Yunán aguarda en el zoco la llegada de Abdelaziz:
    Yunán alcanzó la entrada principal del zoco y se detuvo algún tiempo tratando de advertir la presencia de Abdelaziz. Paso a paso, inclinado a no internarse demasiado en el mare mágnum de tenderetes y baratillos, ganó terreno hacia el interior del mercado: Se sentía atraído por la tracamundana de una clientela que se movía en todas las direcciones y acarreaba los objetos más insólitos. Otro tanto podría decirse del sinnúmero de vendedores, ávidos de traficar con toda suerte de productos que pregonaban a voz en grito.

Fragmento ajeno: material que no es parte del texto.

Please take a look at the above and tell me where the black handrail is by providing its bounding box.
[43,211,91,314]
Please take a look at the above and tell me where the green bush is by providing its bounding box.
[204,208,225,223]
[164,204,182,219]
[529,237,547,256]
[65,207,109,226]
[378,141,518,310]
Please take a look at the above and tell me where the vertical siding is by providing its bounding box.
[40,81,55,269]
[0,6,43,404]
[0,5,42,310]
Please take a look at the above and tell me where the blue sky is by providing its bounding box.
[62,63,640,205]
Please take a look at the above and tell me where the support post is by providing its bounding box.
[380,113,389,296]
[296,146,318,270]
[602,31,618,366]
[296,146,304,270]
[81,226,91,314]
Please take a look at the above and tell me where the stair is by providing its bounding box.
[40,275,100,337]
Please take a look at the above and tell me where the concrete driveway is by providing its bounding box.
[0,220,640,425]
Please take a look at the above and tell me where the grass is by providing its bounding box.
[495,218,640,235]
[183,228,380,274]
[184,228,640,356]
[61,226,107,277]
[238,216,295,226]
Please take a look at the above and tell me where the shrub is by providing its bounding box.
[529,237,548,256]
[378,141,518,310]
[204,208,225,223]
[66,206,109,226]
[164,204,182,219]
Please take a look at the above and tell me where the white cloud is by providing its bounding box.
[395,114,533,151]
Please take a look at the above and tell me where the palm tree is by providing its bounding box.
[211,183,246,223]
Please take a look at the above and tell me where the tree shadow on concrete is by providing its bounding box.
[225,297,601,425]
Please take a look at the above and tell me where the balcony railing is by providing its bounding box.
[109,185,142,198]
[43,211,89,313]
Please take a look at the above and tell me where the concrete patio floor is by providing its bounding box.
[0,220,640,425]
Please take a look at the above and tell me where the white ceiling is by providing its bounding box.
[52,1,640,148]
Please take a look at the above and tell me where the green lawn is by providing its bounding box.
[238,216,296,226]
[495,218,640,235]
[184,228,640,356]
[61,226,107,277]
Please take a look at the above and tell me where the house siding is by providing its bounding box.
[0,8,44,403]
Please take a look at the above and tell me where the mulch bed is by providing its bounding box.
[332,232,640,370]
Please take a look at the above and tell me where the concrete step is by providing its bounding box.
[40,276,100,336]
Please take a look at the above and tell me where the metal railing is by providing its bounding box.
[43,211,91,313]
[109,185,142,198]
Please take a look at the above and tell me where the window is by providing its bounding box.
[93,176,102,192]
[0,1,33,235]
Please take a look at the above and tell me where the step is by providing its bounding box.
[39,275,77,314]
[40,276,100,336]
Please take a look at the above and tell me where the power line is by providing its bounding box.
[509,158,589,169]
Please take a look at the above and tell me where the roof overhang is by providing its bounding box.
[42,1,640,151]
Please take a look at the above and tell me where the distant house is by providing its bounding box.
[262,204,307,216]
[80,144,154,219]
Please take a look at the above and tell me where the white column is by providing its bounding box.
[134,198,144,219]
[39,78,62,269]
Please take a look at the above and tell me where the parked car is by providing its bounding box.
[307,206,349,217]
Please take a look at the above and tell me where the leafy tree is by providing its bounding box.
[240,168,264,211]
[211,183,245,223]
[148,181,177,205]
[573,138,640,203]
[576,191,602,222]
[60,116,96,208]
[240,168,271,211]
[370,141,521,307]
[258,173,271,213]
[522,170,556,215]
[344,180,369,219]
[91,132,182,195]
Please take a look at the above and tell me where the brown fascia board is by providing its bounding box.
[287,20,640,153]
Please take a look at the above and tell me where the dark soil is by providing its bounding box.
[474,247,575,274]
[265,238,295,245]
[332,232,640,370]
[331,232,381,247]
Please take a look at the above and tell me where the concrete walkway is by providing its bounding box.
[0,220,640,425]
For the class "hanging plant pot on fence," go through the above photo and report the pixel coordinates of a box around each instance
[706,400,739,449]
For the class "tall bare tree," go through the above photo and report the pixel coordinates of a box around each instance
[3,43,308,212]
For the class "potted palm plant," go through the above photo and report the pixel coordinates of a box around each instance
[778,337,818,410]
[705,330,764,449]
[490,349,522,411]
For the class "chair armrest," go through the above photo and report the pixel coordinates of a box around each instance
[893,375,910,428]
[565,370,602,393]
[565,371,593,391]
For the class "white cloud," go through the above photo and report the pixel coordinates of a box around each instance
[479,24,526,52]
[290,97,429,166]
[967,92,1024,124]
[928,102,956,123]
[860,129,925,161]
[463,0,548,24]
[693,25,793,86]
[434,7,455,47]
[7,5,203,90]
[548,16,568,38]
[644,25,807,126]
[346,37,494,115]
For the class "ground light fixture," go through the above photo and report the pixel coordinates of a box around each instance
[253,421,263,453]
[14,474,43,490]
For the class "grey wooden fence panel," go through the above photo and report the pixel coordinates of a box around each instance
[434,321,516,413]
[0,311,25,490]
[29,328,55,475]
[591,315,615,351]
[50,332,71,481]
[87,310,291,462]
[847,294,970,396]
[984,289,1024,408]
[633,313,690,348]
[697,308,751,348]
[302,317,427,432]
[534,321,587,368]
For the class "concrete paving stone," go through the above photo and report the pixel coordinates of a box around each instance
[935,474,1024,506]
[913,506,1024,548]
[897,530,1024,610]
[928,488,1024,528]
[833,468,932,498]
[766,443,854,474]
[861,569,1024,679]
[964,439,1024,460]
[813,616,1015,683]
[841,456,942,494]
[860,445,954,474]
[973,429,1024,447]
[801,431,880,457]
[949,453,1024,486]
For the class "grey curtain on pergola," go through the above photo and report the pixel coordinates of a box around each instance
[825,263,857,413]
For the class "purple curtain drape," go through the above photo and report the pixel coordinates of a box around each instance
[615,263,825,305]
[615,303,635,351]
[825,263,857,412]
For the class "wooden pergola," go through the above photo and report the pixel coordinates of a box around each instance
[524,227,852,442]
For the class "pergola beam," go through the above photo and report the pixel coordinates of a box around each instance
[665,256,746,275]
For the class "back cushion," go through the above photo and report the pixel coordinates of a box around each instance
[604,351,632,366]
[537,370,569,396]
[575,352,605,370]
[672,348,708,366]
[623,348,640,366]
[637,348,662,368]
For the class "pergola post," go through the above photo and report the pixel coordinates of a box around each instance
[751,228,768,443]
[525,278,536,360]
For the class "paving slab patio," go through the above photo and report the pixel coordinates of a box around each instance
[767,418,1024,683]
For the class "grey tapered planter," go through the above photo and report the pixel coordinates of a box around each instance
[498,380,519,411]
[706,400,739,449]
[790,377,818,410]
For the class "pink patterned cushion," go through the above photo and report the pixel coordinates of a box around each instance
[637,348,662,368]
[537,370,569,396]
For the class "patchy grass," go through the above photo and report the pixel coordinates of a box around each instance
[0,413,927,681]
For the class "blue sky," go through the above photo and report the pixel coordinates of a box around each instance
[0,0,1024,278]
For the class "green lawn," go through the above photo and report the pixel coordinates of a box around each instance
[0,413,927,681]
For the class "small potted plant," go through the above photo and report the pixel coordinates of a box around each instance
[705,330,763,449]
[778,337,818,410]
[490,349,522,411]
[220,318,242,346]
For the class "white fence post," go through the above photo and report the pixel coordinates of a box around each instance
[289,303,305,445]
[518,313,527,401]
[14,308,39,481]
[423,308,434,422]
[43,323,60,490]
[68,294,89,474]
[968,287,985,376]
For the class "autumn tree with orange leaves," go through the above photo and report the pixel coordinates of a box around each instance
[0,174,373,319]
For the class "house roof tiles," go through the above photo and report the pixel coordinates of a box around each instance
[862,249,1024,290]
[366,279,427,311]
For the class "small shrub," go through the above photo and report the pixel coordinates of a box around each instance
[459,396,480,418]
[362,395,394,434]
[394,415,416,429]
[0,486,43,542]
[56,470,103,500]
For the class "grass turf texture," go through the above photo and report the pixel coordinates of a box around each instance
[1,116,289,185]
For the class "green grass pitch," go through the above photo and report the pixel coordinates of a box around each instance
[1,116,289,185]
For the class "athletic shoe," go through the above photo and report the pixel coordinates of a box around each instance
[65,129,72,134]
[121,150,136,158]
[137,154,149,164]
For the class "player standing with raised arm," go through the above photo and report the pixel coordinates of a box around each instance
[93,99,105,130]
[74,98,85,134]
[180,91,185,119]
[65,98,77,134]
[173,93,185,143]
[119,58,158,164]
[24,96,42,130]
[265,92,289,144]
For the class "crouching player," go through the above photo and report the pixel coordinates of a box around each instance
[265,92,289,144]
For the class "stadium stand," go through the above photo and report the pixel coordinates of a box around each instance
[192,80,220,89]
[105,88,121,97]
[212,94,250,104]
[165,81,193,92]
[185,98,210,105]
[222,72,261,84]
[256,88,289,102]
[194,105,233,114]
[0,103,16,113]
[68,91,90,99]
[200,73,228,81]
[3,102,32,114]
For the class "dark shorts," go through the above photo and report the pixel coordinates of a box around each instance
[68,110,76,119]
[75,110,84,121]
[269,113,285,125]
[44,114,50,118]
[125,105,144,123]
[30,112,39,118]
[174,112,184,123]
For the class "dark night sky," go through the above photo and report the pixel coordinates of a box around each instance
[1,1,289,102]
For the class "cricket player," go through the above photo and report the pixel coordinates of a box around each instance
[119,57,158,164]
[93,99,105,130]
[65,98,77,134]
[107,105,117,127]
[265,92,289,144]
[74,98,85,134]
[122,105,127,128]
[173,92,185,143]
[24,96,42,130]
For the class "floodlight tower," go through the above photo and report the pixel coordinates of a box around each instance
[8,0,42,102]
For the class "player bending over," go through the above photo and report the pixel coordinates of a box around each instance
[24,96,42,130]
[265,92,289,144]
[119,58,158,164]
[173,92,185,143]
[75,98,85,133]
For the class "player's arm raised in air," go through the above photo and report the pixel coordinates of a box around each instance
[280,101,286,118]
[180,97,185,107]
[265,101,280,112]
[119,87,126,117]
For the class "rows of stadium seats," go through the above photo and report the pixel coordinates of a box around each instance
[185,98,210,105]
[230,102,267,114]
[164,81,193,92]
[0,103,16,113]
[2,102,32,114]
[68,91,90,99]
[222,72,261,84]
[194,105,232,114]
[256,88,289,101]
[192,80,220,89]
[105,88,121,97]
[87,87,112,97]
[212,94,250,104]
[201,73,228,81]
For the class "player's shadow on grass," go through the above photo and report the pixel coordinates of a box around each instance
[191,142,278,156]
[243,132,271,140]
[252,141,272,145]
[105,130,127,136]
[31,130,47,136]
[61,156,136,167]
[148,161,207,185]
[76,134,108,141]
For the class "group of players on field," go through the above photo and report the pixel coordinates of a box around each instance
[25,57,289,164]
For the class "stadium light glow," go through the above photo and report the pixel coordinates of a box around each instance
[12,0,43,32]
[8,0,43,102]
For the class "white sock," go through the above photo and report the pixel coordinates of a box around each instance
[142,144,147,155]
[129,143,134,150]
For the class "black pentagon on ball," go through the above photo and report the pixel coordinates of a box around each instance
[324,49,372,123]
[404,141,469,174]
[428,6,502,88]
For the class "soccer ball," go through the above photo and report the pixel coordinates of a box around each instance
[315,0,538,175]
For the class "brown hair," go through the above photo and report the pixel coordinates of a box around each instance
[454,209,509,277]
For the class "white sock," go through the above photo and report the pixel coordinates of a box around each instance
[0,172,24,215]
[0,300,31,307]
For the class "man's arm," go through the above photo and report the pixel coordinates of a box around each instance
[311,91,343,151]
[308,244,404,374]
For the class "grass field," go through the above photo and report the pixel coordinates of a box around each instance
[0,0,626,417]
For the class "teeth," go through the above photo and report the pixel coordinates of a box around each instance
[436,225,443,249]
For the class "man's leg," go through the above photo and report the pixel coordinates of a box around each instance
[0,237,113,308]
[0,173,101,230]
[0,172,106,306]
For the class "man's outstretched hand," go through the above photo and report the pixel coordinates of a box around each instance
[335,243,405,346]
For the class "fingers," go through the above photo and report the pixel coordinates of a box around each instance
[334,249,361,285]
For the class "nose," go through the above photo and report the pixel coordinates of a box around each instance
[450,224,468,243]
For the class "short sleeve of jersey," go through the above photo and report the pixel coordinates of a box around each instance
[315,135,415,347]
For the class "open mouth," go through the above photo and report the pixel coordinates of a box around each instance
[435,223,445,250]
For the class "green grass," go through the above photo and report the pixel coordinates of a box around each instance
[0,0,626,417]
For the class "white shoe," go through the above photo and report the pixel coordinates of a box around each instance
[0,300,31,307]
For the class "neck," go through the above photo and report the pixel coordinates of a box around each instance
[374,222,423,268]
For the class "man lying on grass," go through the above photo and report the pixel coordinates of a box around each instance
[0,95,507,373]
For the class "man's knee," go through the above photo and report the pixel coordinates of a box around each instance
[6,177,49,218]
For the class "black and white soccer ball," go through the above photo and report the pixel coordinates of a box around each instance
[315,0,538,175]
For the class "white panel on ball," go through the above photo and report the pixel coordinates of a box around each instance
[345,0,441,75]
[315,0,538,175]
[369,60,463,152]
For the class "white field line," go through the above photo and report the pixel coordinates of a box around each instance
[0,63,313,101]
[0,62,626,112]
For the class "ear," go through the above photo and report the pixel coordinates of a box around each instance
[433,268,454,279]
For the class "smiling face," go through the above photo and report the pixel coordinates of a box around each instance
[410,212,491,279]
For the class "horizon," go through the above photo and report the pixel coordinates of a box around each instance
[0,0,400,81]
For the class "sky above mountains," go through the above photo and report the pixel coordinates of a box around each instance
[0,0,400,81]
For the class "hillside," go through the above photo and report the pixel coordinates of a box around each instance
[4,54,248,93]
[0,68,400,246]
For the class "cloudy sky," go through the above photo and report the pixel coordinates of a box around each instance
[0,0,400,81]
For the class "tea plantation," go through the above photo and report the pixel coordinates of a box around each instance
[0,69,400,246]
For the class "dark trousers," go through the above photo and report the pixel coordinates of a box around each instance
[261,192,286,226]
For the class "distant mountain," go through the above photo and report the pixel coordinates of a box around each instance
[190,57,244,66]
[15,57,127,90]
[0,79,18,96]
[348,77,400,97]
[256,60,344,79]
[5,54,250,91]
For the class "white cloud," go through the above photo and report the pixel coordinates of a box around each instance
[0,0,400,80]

   Contagiado al fin de un ambiente donde al vocerío de quienes ofrecían lo más ventajoso, a precio inigualable, se sumaba el regateo no menos estridente de quienes pretendían dejar esos precios en un tercio de lo pedido, Yunán se entregó a la agitación vocinglera del lugar y se dedicó a exa­minar las novedades del bien surtido mercado de la capital omeya. No obstante, mantuvo un ojo más allá de su entorno por si veía a Abdelaziz.
   Cuando habían transcurrido unas dos horas de su llegada al mercado y Yunán comenzaba a estar harto de saludar conocidos, que se arrima­ban a él, sobre todo, para que terciase ante su padre. Cansado en igual medida de ingerir alguna que otra escudilla de alimentos guisados Dios sabe cómo, de presenciar competiciones de alquerque, de hojear libros que invariablemente, así eran pregonados, contenían todo el saber de este mundo, de esquivar azacanes que ofrecían la más fresca de las aguas, de rechazar no sin di­ficul­tad a una patulea de vendedo­res ambu­lan­tes de toda especie, entre los que se mezclaban limos­ne­ros de oficio y alcahuetes arrimadizos... Y justo en el instante, ya a las afueras del zoco, en que iniciaba una sarta de repro­ches hacia sí mismo por no haber con­cre­tado más la cita, Abdelaziz apareció a lomos de un magnífico caba­llo que manejaba con destreza mien­tras tiraba de las bridas de una segunda montura, también de buena planta, que le ofreció sonriente.